Successfully stoking the economy will require conventional solutions, to be sure, such as Congress’s recent passage of banking and investment reforms. But three years into the worst fiscal downturn since 1929, the economy continues to sputter, and it may be time to embrace more creative solutions as well.
Recognizing the need to understand the financial crisis more clearly, Harvard President Drew Faust will convene a panel of experts at Sanders Theatre next Tuesday (Oct. 12) at 4 p.m. to discuss the issue.

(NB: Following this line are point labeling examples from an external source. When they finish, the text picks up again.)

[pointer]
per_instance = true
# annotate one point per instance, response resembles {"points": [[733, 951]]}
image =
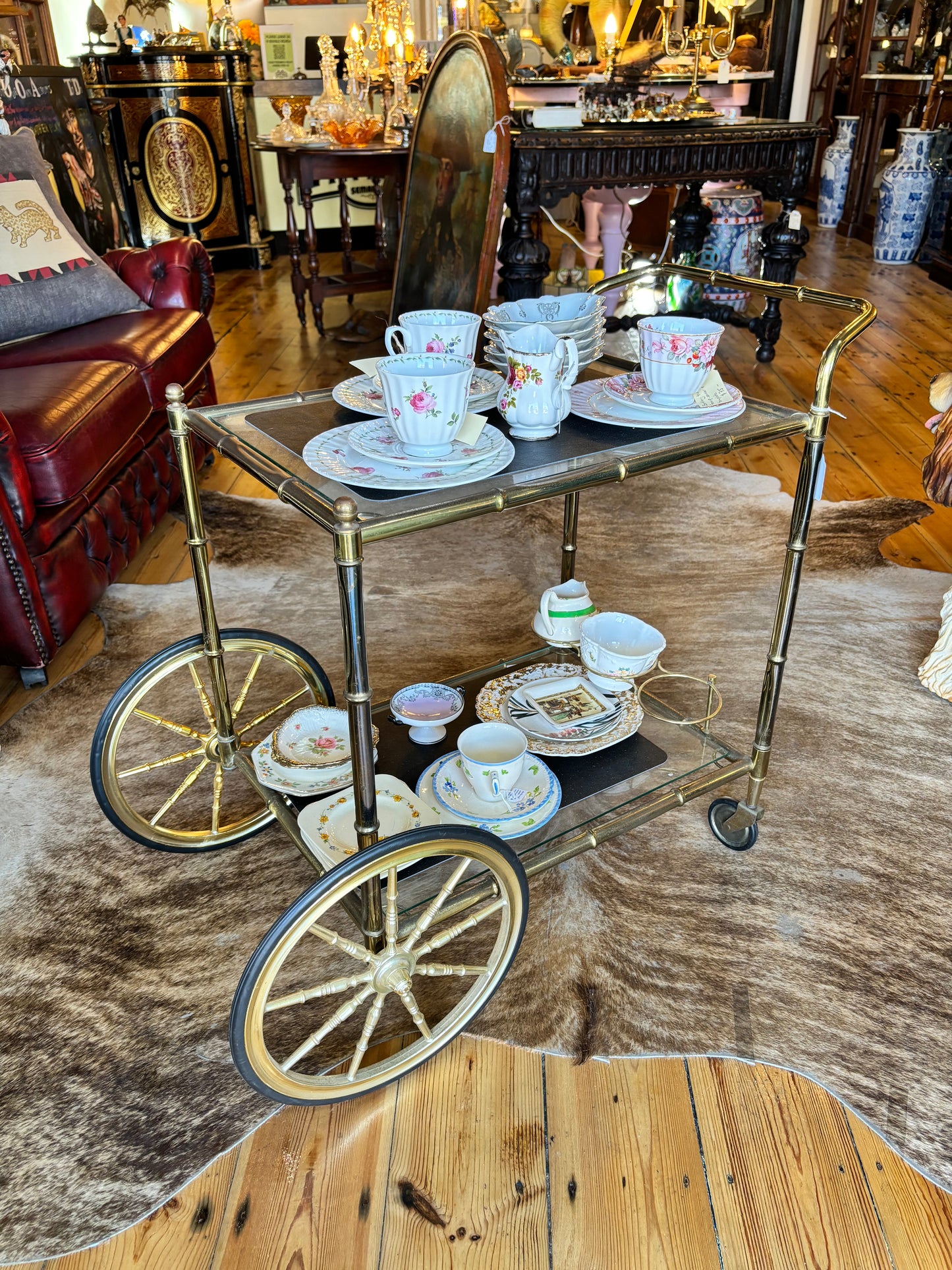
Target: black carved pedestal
{"points": [[775, 156]]}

“The global financial situation and our economic future remain vital concerns for all of us,” said Faust. “We are fortunate to have on campus some of the nation’s leading scholars in finance and policy, and I am grateful for their willingness to share their thoughts and insights about the current situation and prospects for the future.”
Despite the ongoing fiscal gloom nationally, a Gazette survey of Harvard authorities suggests an array of large and small ways in which government and business might help to jump-start the economy and boost America’s bottom line.

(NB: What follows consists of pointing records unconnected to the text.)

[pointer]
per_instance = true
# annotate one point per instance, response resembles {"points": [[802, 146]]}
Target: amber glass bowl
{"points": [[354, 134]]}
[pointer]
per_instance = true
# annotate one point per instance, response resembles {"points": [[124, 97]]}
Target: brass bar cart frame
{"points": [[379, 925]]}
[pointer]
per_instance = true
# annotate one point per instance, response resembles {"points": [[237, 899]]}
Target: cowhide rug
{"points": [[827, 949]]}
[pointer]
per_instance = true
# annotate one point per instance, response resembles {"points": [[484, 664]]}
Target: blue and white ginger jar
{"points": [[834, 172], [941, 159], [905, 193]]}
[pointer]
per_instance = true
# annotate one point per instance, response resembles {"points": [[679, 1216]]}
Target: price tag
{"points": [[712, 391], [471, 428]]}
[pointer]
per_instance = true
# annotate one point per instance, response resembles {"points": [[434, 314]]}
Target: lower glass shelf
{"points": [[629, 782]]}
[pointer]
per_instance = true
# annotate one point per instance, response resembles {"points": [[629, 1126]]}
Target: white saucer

Their innovative proposals include:
- Rewrite the U.S. tax code, creating a single income tax and a carbon tax.
- Create a national homebuyers’ insurance plan to protect owners during fiscal turmoil.
- Underwrite a boom in green businesses to conserve energy and create jobs, for two-pronged savings.
- Investigate how Internet innovations, a hot spot even in a bad economy, can provide business solutions.
- Refashion the notion of urban design so that it twins both enjoyment and employment.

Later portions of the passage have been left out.